The following was written by
NH Department of Environmental Services
29 Hazen Drive, PO Box 95, Concord, NH 03302-0095
Environmental, Health and Economic Impacts of Road Salt
New Hampshire winters demand an effective and affordable means of de-icing roadways. The primary agent used for this purpose is sodium chloride (road salt), which is composed of 40 percent sodium ions (Na+) and 60 percent chloride ions (Cl-). Other components in salt like ferrocyanide, which is used for anti-caking, and impurities like phosphorus and iron, can represent up to 5 percent of the total weight. The sodium, chloride, ferrocyanide and impurities make their way into our environment through the runoff from rain, melting snow and ice, as well as through splash and spray by vehicles and by wind. They find their way onto vegetation and into the soil, groundwater, storm drains, and surface waters causing significant impact to the environment.
Chloride (Cl-) is completely soluble and very mobile. Chloride is toxic to aquatic life and impacts vegetation and wildlife. There is no natural process by which chlorides are broken down, metabolized, taken up, or removed from the environment. In 2008, New Hampshire listed 19 water bodies impaired by chloride; in 2010 that number increased to 40. Trends show that chloride levels continue to rise with increasing use of road salt.

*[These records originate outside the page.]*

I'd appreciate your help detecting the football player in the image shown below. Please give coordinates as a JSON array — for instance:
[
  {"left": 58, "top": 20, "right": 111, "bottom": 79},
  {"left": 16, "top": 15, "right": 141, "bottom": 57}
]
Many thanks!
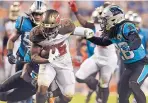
[
  {"left": 69, "top": 1, "right": 117, "bottom": 103},
  {"left": 84, "top": 5, "right": 148, "bottom": 103},
  {"left": 125, "top": 12, "right": 148, "bottom": 103},
  {"left": 30, "top": 9, "right": 93, "bottom": 103},
  {"left": 3, "top": 2, "right": 20, "bottom": 79},
  {"left": 6, "top": 1, "right": 46, "bottom": 103}
]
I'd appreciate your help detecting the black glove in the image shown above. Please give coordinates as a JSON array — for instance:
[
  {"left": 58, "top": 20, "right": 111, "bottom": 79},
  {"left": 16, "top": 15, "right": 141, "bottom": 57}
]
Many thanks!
[{"left": 7, "top": 50, "right": 17, "bottom": 64}]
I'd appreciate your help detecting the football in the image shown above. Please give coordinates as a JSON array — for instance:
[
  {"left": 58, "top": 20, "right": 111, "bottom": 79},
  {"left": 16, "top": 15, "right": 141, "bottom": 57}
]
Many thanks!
[{"left": 40, "top": 49, "right": 49, "bottom": 59}]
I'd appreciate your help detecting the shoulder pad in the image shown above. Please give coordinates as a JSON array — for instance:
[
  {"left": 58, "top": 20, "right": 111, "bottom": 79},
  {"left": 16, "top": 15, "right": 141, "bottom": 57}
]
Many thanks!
[
  {"left": 29, "top": 26, "right": 45, "bottom": 43},
  {"left": 59, "top": 19, "right": 75, "bottom": 35},
  {"left": 122, "top": 22, "right": 138, "bottom": 36}
]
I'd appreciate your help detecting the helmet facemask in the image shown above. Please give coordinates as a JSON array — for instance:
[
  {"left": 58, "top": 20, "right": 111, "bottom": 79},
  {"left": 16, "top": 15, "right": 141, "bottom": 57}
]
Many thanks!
[
  {"left": 28, "top": 1, "right": 46, "bottom": 25},
  {"left": 42, "top": 9, "right": 60, "bottom": 39}
]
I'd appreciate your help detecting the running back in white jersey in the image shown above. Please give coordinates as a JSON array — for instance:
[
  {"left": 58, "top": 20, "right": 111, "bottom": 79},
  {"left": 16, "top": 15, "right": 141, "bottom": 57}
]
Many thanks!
[
  {"left": 94, "top": 24, "right": 116, "bottom": 58},
  {"left": 38, "top": 34, "right": 72, "bottom": 69}
]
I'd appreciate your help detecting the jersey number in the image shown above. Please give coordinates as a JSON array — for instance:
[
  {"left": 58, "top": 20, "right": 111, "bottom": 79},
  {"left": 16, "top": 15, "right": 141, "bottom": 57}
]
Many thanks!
[{"left": 117, "top": 42, "right": 134, "bottom": 60}]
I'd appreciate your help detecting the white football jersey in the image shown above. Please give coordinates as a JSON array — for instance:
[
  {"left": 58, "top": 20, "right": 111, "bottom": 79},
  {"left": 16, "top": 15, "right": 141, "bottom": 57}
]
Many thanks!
[
  {"left": 94, "top": 25, "right": 116, "bottom": 58},
  {"left": 39, "top": 34, "right": 72, "bottom": 69}
]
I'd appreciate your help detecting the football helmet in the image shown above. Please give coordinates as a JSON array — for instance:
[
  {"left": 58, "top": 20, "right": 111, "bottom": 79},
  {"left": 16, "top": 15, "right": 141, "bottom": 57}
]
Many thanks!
[
  {"left": 129, "top": 13, "right": 142, "bottom": 28},
  {"left": 9, "top": 2, "right": 20, "bottom": 21},
  {"left": 101, "top": 5, "right": 125, "bottom": 30},
  {"left": 42, "top": 9, "right": 61, "bottom": 38},
  {"left": 125, "top": 11, "right": 134, "bottom": 20},
  {"left": 28, "top": 1, "right": 46, "bottom": 25}
]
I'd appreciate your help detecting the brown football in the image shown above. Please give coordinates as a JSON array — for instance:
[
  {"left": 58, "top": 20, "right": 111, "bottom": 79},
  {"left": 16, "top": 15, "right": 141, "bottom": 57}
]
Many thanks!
[{"left": 40, "top": 49, "right": 49, "bottom": 59}]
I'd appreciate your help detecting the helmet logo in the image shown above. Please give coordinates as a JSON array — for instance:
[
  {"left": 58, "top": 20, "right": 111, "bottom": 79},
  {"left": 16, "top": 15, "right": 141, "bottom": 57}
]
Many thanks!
[
  {"left": 110, "top": 7, "right": 123, "bottom": 16},
  {"left": 56, "top": 15, "right": 60, "bottom": 24}
]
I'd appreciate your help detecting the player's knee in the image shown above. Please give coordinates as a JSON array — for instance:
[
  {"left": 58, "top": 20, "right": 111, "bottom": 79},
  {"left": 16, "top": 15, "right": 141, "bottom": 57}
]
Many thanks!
[
  {"left": 76, "top": 77, "right": 85, "bottom": 83},
  {"left": 62, "top": 84, "right": 75, "bottom": 101},
  {"left": 37, "top": 85, "right": 48, "bottom": 94},
  {"left": 129, "top": 81, "right": 140, "bottom": 89},
  {"left": 63, "top": 96, "right": 73, "bottom": 103},
  {"left": 99, "top": 77, "right": 110, "bottom": 88},
  {"left": 85, "top": 76, "right": 98, "bottom": 90}
]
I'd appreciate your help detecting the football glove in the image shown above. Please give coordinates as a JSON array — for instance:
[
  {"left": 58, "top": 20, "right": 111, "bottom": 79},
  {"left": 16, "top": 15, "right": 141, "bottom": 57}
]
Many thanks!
[
  {"left": 7, "top": 50, "right": 17, "bottom": 64},
  {"left": 68, "top": 1, "right": 78, "bottom": 13}
]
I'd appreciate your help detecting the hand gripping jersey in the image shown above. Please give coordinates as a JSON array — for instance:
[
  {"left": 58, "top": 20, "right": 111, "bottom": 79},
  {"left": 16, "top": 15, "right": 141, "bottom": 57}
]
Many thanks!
[
  {"left": 138, "top": 28, "right": 148, "bottom": 54},
  {"left": 94, "top": 25, "right": 117, "bottom": 59},
  {"left": 30, "top": 18, "right": 74, "bottom": 67},
  {"left": 111, "top": 22, "right": 146, "bottom": 63},
  {"left": 15, "top": 16, "right": 34, "bottom": 58}
]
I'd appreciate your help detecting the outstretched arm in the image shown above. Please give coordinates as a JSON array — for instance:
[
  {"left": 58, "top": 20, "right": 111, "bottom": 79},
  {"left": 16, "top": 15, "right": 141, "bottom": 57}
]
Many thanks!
[
  {"left": 31, "top": 43, "right": 49, "bottom": 64},
  {"left": 87, "top": 36, "right": 112, "bottom": 46},
  {"left": 68, "top": 1, "right": 94, "bottom": 29}
]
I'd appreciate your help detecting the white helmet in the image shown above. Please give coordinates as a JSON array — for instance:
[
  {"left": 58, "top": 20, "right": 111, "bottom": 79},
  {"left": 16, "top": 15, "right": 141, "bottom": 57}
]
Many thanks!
[
  {"left": 9, "top": 2, "right": 20, "bottom": 20},
  {"left": 125, "top": 11, "right": 134, "bottom": 20},
  {"left": 91, "top": 6, "right": 103, "bottom": 23},
  {"left": 101, "top": 5, "right": 125, "bottom": 30},
  {"left": 29, "top": 0, "right": 46, "bottom": 25}
]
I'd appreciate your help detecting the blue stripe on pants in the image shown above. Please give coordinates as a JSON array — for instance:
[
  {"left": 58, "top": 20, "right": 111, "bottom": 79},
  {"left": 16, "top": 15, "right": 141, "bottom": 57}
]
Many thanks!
[{"left": 137, "top": 65, "right": 148, "bottom": 83}]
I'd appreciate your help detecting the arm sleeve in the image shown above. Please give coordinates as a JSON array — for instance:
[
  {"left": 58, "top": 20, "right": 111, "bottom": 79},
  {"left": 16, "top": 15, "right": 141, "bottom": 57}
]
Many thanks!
[
  {"left": 123, "top": 23, "right": 141, "bottom": 51},
  {"left": 85, "top": 22, "right": 95, "bottom": 30},
  {"left": 87, "top": 36, "right": 112, "bottom": 46},
  {"left": 15, "top": 17, "right": 23, "bottom": 32}
]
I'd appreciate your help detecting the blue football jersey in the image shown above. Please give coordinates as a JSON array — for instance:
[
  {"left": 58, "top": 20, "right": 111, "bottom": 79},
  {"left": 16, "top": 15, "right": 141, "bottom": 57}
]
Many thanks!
[
  {"left": 111, "top": 22, "right": 146, "bottom": 63},
  {"left": 15, "top": 16, "right": 33, "bottom": 57},
  {"left": 138, "top": 28, "right": 148, "bottom": 53}
]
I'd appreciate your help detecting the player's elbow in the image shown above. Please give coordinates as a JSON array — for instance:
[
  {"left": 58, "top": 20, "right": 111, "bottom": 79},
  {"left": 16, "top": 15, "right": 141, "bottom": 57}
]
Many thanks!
[{"left": 130, "top": 38, "right": 142, "bottom": 50}]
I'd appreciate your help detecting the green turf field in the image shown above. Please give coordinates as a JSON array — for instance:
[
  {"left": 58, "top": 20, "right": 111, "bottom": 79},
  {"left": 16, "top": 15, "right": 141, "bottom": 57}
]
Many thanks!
[
  {"left": 70, "top": 94, "right": 148, "bottom": 103},
  {"left": 0, "top": 94, "right": 148, "bottom": 103}
]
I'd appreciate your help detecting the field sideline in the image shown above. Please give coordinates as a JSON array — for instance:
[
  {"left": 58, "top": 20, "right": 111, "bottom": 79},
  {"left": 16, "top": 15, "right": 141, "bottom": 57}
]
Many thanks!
[
  {"left": 0, "top": 93, "right": 148, "bottom": 103},
  {"left": 70, "top": 94, "right": 148, "bottom": 103}
]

The transport of sodium (Na+) in the environment is not as prominent as chloride due to ion exchange; however, this exchange can alter the soil chemistry by replacing and releasing nutrients into the groundwater and surface water changing soil structure and impacting the aquatic environment. Contamination of sodium in drinking water is a concern for individuals restricted to low-sodium diets due to hypertension (high blood pressure). Wildlife is also prone to high sodium levels by ingesting salt or drinking water runoff from snow and ice melt.

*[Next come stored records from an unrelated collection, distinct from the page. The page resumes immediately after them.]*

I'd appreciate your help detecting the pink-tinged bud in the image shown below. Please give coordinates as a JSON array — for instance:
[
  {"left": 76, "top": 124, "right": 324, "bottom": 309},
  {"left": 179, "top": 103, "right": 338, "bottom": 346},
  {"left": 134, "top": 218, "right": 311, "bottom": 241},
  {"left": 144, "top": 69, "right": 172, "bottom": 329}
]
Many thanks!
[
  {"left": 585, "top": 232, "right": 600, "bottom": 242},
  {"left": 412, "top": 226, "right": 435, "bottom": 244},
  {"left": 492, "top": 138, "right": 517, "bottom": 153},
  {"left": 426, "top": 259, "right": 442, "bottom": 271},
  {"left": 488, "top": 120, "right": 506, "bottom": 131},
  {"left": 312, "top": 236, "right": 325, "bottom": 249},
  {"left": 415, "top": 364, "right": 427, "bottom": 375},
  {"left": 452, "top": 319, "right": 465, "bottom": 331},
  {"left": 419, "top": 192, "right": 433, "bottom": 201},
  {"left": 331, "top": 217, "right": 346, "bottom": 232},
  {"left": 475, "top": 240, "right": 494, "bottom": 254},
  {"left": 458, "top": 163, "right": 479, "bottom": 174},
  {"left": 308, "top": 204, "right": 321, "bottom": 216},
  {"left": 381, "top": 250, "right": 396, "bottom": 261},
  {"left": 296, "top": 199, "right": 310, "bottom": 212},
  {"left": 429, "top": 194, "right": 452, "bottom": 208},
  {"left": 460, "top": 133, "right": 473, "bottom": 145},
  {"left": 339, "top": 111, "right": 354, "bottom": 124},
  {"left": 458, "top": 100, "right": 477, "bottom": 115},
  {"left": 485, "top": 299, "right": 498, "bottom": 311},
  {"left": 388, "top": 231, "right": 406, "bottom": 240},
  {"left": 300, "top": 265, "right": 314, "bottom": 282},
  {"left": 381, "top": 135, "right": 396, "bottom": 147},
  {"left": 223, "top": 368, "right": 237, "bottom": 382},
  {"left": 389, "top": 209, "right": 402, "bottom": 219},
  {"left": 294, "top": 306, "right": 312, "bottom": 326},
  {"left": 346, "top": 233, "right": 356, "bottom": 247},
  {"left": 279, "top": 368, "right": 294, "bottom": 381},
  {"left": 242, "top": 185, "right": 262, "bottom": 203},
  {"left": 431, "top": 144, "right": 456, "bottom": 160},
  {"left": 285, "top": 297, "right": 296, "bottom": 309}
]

Additives to road salt like ferrocyanide, which is used as an anti-caking compound in large salt supplies, can have impacts on both the environment and human health due to cyanide ions being released by certain types of bacteria as well as from exposure to sunlight. The USEPA in 2003 added this compound to its list of toxic pollutants under section 307(a) of the Clean Water Act. Other potential components and impurities of road salt can include calcium, potassium, iron, magnesium, aluminum, lead, phosphorus, manganese, copper, zinc, nickel, chromium, and cadmium.
Water Quality Impacts
Contaminates from road salt enter water resources by infiltration to groundwater, runoff to surface water and through storm drains. The chloride discharged into these waters remains in solution and is not subject to any significant natural removal methods; only dilution can reduce its concentration. During winter and spring and during times of low flow in the summer and fall, chloride levels can exceed 800mg/L, while natural background levels fall within the range of 1-10mg/L. The accumulation and persistence of chloride poses a risk to the water quality and the plants, animals, and humans who depend upon it.
Water contaminated with NaCl creates a higher water density and will settle at the deepest part of the water body where current velocities are low such as in ponds and lakes. This can lead to a chemical stratification which can impede turnover and mixing, preventing the dissolved oxygen within the upper layers of the water from reaching the bottom layers and nutrients within the bottom layers from reaching the top layers. This leads to the bottom layer of the water body becoming void of oxygen and unable to support aquatic life.
The concentration of chloride found in surface water correlates with the proportion of impervious surfaces in the watershed. Chloride cannot be treated or filtered with BMPs, so once salt is applied, chloride remains in the watershed until it is flushed downstream. Given that groundwater residence time is so much longer, contaminated wells often must be replaced.